So haarig wie sich der Amerikaner Matthew E. White dort nämlich präsentiert, poppen sofort „Jesus Christ Superstar“-Gedenkalben im Kopf auf. Die sieben Songs verweisen zwar auf den Country-Soul der frühen 70er, aber hey, Schwamm drüber! Ein bisschen zeitgemäß aufgebrezelt ist dieses Debüt schon. Entspannter LOFI trifft auf Bläsersätze, Streicher-Arrangements und Backgroundchor.
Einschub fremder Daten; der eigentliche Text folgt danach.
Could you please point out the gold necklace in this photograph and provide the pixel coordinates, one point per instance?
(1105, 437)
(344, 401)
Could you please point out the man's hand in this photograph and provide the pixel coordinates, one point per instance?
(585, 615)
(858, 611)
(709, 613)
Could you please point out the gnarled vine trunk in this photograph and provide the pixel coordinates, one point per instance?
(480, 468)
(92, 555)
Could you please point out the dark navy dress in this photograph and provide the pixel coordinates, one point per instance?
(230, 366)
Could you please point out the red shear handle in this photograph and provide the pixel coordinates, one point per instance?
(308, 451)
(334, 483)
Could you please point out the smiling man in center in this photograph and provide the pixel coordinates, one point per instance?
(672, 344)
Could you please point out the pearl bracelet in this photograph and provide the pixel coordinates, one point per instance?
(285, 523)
Wenn White in die Pianotasten haut, schimmert durch, dass er nebenbei noch Kopf einer Avantgarde-Jazz-Band ist. Rat fürs Album holte sich White zudem bei Randy Newman.
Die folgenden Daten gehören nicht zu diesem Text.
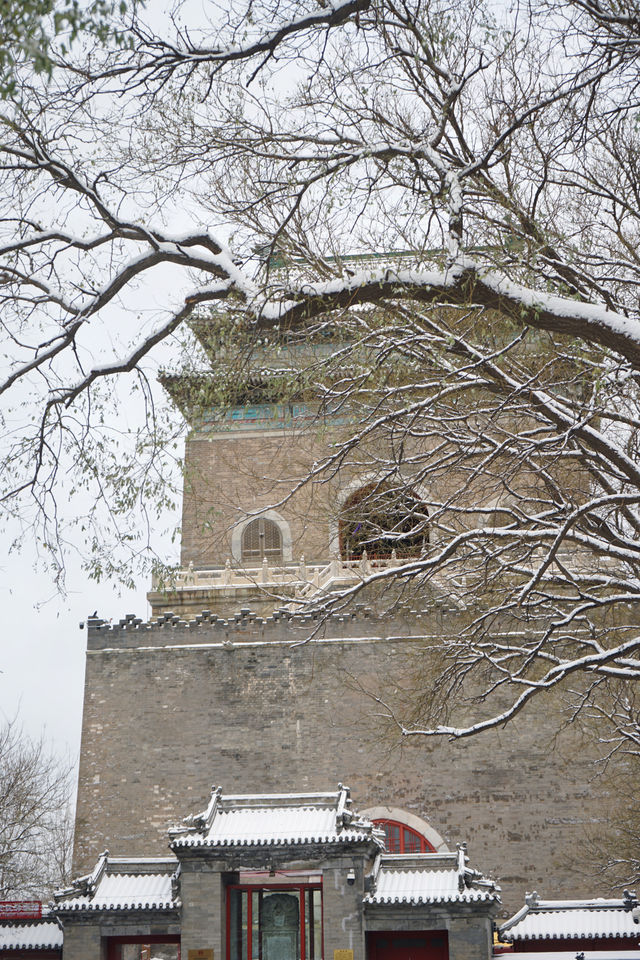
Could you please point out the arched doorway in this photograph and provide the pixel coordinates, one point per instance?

Und ganz nebenbei nahm der 29-jährige „Big Inner“ auf seinem eigenen Label Spacebombs auf. „Big Inner“ ist ein Kleinod, das sich den kleinen großen Dingen wie Liebe, Tod, Freundschaft und der Kraft der Musik widmet. Ein Kleinod, bis der evangelische Missionarssohn durchbricht.
Matthew E. White – „Will You Love Me“ von domino
Und dann wären wir doch genau bei dem, was uns das Cover verheißt. Textzeilen wie „Jesus Christ is our love/ Jesus Christ is your friend” erinnern unangenehm an den protestantischen Jesus-Zirkel. Religion in der Popmusik taugt einfach nur, wenn sie alttestamentarisch ist, d. h. irgendwas mit Rache und Blutbad vorkommt.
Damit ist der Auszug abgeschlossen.